CREATE OR ALTER VIEW Sales.YearlyOrderCounts
AS
  SELECT YEAR(orderdate) AS orderyear, COUNT(*) AS numorders
  FROM Sales.Orders
  GROUP BY YEAR(orderdate);
GO

But better than with CTEs, you’re not limited to reusing the named table expression only in the outer statement. You can reuse the view name any number of times that you like, with any number of unrelated queries, so long as you have the right permissions. Here’s the code to achieve the task by using multiple references to the view:

SELECT CUR.orderyear, CUR.numorders,
  CUR.numorders - PRV.numorders AS diff
FROM Sales.YearlyOrderCounts AS CUR
  LEFT OUTER JOIN Sales.YearlyOrderCounts AS PRV
    ON CUR.orderyear = PRV.orderyear + 1;

It seems like views are more similar to CTEs than to derived tables, with the extra functionality of being a more reusable tool, with the ability to control permissions. Or to turn it around, it’s probably appropriate to think of a CTE as a statement-scoped view. Now what could be really wonderful is if we also had a named table expression with a wider scope than that of a CTE, narrower than that of a view. For instance, wouldn’t it have been great if we had a session-level scoped named table expression?

Summary

I love this topic.
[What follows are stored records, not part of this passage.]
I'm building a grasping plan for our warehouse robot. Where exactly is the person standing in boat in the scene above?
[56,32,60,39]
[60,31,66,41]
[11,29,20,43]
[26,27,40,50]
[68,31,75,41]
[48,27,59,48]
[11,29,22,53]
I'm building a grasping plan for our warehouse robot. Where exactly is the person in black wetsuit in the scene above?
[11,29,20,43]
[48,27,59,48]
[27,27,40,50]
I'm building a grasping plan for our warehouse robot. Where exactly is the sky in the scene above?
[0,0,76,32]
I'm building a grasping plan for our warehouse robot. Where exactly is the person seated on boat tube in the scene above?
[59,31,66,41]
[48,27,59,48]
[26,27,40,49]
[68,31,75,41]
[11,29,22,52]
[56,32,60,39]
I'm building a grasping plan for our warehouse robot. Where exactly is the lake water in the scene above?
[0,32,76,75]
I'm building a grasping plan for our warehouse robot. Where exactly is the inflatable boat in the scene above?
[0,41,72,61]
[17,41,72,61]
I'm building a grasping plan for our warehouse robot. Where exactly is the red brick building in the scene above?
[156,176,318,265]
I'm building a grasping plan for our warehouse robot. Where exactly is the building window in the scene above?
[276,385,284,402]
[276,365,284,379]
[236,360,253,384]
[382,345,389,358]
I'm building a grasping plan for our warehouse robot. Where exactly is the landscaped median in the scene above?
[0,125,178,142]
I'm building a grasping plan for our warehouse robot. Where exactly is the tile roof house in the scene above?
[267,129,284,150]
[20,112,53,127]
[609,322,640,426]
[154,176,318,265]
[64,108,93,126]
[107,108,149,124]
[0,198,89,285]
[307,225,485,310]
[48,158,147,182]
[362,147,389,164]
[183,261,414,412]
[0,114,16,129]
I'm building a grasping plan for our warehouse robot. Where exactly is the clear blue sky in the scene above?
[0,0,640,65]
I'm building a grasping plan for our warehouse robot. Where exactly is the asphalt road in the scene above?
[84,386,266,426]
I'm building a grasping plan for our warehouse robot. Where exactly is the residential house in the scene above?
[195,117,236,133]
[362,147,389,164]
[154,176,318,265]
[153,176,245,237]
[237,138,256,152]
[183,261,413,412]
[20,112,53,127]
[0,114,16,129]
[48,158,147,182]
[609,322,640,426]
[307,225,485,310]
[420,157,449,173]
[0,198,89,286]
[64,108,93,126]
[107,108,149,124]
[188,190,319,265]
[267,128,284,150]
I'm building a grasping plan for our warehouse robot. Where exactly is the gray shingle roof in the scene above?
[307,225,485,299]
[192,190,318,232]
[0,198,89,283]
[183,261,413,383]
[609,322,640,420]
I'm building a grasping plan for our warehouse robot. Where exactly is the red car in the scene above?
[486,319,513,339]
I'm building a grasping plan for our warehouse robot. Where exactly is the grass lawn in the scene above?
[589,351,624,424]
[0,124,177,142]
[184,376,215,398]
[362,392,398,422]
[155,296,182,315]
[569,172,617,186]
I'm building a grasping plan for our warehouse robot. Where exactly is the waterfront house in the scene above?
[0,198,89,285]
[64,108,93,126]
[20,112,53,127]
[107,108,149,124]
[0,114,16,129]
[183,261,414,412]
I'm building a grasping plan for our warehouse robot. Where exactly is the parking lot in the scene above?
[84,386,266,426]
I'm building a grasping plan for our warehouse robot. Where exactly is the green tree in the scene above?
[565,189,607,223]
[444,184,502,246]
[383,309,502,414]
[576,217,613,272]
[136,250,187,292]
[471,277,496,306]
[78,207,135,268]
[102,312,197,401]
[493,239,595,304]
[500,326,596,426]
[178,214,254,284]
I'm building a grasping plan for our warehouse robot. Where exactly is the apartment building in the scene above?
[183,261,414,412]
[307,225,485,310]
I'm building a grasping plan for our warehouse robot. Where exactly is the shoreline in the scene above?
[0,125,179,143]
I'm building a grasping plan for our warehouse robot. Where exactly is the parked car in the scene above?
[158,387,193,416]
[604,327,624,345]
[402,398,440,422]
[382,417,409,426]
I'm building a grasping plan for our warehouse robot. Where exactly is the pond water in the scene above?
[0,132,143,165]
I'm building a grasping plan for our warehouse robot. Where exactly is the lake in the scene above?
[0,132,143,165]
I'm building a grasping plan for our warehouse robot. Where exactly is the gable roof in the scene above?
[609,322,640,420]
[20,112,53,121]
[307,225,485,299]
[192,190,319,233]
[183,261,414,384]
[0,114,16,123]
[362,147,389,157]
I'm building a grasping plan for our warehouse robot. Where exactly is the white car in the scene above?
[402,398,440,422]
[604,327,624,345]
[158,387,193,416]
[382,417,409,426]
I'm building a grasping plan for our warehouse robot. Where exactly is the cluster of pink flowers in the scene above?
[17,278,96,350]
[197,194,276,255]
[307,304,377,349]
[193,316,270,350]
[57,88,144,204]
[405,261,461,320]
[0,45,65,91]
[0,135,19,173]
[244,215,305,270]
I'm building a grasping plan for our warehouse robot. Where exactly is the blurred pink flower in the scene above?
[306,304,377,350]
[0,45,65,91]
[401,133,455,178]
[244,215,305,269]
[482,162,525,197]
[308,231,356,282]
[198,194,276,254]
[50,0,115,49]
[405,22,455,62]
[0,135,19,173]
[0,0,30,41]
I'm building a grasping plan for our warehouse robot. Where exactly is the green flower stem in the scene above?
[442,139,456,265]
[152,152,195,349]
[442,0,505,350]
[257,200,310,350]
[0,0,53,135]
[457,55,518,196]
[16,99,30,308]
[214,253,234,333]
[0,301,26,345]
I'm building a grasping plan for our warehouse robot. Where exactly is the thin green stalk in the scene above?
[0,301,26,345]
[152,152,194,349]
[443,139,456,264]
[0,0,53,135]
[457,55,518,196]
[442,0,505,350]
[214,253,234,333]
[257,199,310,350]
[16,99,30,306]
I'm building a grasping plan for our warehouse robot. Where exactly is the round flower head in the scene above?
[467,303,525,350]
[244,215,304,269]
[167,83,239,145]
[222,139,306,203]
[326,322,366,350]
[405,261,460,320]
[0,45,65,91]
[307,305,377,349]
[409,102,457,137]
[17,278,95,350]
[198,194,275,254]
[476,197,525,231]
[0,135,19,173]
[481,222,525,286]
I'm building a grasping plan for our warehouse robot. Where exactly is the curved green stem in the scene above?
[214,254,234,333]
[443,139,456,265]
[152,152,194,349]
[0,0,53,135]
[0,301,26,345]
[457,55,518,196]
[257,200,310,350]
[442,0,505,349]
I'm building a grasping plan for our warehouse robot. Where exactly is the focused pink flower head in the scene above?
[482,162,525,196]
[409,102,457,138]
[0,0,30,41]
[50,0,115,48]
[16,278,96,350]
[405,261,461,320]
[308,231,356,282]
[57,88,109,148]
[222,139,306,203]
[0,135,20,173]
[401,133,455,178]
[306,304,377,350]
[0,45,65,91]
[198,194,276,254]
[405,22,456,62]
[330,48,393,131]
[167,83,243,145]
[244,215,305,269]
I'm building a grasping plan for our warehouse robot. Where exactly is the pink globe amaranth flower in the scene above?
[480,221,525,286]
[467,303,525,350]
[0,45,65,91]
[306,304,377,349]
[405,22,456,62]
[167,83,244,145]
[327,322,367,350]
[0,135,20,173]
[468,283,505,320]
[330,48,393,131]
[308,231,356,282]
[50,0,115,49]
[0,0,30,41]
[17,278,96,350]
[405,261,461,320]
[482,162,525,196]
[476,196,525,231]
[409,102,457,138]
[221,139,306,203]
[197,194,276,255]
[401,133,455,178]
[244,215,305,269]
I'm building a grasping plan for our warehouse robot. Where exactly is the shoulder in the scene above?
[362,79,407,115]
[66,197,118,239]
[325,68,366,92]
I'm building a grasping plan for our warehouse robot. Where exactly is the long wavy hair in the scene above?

There’s so much in table expressions that is rooted in relational theory, which in turn is rooted in mathematics. I love knowing what the right terms for things are, and generally making sure that I have the foundations figured out carefully, even if to some it might seem like being picky and over pedantic. Looking back at my learning process over the years, I can see a very clear path between insisting on a good grasp of foundations, using correct terminology, and really knowing your stuff later when it gets to the far more advanced and complex stuff.

So, what are the critical pieces when it comes to views?

  • A view is a table.
  • It is a table that is derived from a query (a table expression).
  • It is given a name that to the user appears like a table name, since it is a table name.
  • It is created as a permanent object in the database.
  • You can control access permissions against the view.

Views are similar to CTEs in a number of ways. In the sense that you develop your solutions in a modular way, focusing on one unit at a time from start to end. Also in the sense that you can have multiple references to the view name from the outer query. But better than CTEs, views are not limited only to the outer statement’s scope, rather are reusable until dropped from the database.

There’s a lot more to say about views, and I’ll continue the discussion next month. In the meanwhile, I want to leave you with a thought. With derived tables and CTEs you could make a case in favor of SELECT * in an inner query. See the case I made for it in Part 3 in the series for details. Could you make a similar case with views, or is it a bad idea with those?